Although it doesn’t feel like it, employment has been improving this year (the unemployment rate ticked up last month with better labor force participation, but still a percentage point away from the intended target) and formal inflation measures have been inching lower. At the same time, economic data has been mixed, but continues to reaffirm slow overall growth—perhaps 2.0-2.5% for 2013 real GDP and maybe a percentage point better for 2014. In the Fed’s mind, the pace of the recovery is not as robust as they would like to see, and plenty of spare capacity exists, which keeps a lid on conditions overheating and necessitating a more restrictive stance sooner than later. Hence the continued QE.

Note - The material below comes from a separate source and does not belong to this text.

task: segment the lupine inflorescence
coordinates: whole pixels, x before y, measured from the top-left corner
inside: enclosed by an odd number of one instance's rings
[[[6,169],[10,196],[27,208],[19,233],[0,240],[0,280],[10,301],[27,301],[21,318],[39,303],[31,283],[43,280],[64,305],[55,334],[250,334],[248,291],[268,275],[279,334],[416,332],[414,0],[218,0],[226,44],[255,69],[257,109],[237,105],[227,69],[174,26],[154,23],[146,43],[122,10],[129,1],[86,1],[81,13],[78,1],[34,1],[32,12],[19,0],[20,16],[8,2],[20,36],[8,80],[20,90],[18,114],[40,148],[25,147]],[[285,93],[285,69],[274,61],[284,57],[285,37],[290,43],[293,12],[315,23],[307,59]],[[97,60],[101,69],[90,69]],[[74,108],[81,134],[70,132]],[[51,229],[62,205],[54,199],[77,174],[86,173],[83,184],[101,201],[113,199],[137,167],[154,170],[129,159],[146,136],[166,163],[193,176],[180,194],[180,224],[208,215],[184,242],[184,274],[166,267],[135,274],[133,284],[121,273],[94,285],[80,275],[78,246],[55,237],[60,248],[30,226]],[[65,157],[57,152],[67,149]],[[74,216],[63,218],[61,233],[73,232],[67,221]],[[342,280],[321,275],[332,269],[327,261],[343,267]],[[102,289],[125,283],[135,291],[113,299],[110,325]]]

The ‘taper talk’ of when the Fed may pull off the gas pedal has spooked markets in recent weeks to some extent, the backdrop of which is somewhat multi-faceted and even ironic. On one hand, tapering off stimulus relays a fear that markets won’t be able to sustain themselves under their own power, without the Fed; on the other, it conveys confidence that the economy is strong enough to grow on its own (a long-term positive, but this also contains an embedded fear about rising interest rates). We’re probably not at either juncture yet.
With Chairman Bernanke’s current term concluding in 2014 (and hints from the President that he’s stayed longer than he expected to), some talk has already begun about a potential replacement. It could possibly be current Vice Chair Janet Yellen, or perhaps another friend of the administration, such as Lawrence Summers, who has been an economic advisor to the current administration as well as Treasury secretary under Clinton.
Bottom line: we’re at status quo, but that can’t continue forever.